Et des problèmes préexistants, l’Argentine en dénombre quelques-uns. En récession depuis avril 2018 et sous perfusion du FMI, le pays n’a plus accès aux marchés internationaux. Depuis la mi-mars, les voyants, déjà très négatifs, ont viré au rouge pour l’économie argentine : industries paralysées, confinement total de la population jusque fin avril, yo-yo des marchés mondiaux des matières primaires couplés à une crise pétrolière. Le risque pays, mesuré par JP Morgan, atteint une valeur de 4 519 points, son plus haut niveau depuis 15 ans. Concrètement, cela signifie que les intérêts que la Banque centrale argentine devrait payer pour obtenir des prêts seraient proches de 40 %. De plus, le pays connaissant des taux d’inflation délirants depuis quelques années (l’inflation annuelle en Argentine est de 47 %), son gouvernement, en manque de liquidités, se retrouve dans l’impossibilité d’activer la planche à billets qui ne ferait qu’encore alimenter cette inflation galopante.

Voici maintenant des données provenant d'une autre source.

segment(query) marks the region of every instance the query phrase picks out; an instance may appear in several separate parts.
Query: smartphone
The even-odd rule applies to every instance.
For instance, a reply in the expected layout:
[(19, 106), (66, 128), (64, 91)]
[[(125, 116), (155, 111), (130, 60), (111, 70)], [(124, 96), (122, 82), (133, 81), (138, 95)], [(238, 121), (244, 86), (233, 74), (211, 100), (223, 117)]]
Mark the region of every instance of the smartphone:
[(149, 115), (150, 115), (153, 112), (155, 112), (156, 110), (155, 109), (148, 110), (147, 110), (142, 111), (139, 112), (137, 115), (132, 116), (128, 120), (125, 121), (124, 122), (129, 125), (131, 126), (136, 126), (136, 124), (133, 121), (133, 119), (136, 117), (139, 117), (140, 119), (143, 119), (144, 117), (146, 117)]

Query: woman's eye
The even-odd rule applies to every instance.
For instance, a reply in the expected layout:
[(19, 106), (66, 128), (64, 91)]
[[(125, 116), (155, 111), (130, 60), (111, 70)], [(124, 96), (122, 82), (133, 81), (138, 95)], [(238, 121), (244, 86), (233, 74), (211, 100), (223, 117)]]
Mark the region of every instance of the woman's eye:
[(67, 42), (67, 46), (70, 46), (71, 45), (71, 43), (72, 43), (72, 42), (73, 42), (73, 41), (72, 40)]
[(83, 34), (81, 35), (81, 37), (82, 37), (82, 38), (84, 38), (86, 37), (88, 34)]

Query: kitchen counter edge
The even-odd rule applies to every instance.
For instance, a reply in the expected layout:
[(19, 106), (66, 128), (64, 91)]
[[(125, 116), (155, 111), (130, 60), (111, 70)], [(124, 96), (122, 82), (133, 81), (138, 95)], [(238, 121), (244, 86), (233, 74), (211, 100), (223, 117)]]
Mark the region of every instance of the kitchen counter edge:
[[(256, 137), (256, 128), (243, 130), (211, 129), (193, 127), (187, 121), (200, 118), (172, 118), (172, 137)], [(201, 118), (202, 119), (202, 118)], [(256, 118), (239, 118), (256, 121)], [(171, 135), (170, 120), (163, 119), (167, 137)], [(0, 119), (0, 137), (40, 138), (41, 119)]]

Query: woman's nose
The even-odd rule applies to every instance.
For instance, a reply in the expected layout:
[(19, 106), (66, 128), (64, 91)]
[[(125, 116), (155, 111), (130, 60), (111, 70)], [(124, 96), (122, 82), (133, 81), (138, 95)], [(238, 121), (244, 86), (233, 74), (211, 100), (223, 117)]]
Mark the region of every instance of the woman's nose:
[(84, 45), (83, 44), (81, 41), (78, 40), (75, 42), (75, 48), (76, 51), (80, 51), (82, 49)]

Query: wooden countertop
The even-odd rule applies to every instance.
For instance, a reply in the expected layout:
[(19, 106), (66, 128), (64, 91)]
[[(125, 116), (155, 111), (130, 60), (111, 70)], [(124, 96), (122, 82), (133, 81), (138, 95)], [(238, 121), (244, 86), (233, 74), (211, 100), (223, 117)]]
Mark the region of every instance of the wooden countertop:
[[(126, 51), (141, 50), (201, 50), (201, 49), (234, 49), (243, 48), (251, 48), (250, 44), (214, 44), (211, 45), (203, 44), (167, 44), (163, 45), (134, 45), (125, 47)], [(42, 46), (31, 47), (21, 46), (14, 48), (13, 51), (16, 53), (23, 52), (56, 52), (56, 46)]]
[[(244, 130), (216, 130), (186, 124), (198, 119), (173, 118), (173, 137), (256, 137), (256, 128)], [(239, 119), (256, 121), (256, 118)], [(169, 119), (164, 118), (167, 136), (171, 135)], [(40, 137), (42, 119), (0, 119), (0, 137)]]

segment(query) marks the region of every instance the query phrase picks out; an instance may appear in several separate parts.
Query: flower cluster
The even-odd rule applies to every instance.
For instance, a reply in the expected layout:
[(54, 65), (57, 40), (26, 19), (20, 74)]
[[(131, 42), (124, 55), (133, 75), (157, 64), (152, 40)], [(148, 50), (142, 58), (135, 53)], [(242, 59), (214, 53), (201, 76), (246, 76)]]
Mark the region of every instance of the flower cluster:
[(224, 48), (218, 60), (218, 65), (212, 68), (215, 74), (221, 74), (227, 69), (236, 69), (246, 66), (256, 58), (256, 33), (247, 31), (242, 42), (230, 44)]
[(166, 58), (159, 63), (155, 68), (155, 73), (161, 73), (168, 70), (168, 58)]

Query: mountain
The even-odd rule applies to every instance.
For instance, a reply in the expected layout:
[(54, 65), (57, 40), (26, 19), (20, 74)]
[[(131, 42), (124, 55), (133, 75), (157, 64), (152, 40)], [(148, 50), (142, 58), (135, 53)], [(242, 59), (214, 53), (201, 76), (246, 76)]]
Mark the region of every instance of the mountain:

Une offre de restructuration de dette en urgence
Dans ce contexte, le gouvernement s’est vu obligé de se déclarer en défaut de paiement virtuel et d’entrer en négociation avec ses créanciers pour restructurer la dette du pays. Dans cette démarche, le pays est soutenu par le FMI, les pays du G20 et les pays du G7 qui craignent une faillite du pays dans un moment aussi critique pour l’économie mondiale. Le stock de dette argentine à restructurer équivaut à plus 66 milliards de dollars. La proposition du gouvernement Fernández comprend trois aspects essentiels : un moratoire de trois ans (période durant laquelle l’Argentine aurait dû payer près de 40 milliards de dollars à ses créanciers). Le pays ne payerait donc rien jusqu’en 2023, une amnistie nécessaire pour que l’économie du pays puisse reprendre son souffle. Sur un marché où les emprunts sont stimulés par des taux d’intérêt proches de zéro, la moyenne des taux d’intérêt pour l’Argentine est de 7,5 %. Le gouvernement propose de rectifier cela en appliquant une baisse drastique des taux d’intérêt sur la dette (en fixant une moyenne de 2,33 %).
L’offre prévoit une baisse symbolique du capital en jeu : 5 % de la dette totale, un peu plus de 3 milliards de dollars. La stratégie du gouvernement argentin est claire : garantir le paiement de la quasi-totalité du capital à ses créanciers tout en appliquant une réduction sévère des intérêts, en les alignant sur ceux en vigueur sur les marchés internationaux.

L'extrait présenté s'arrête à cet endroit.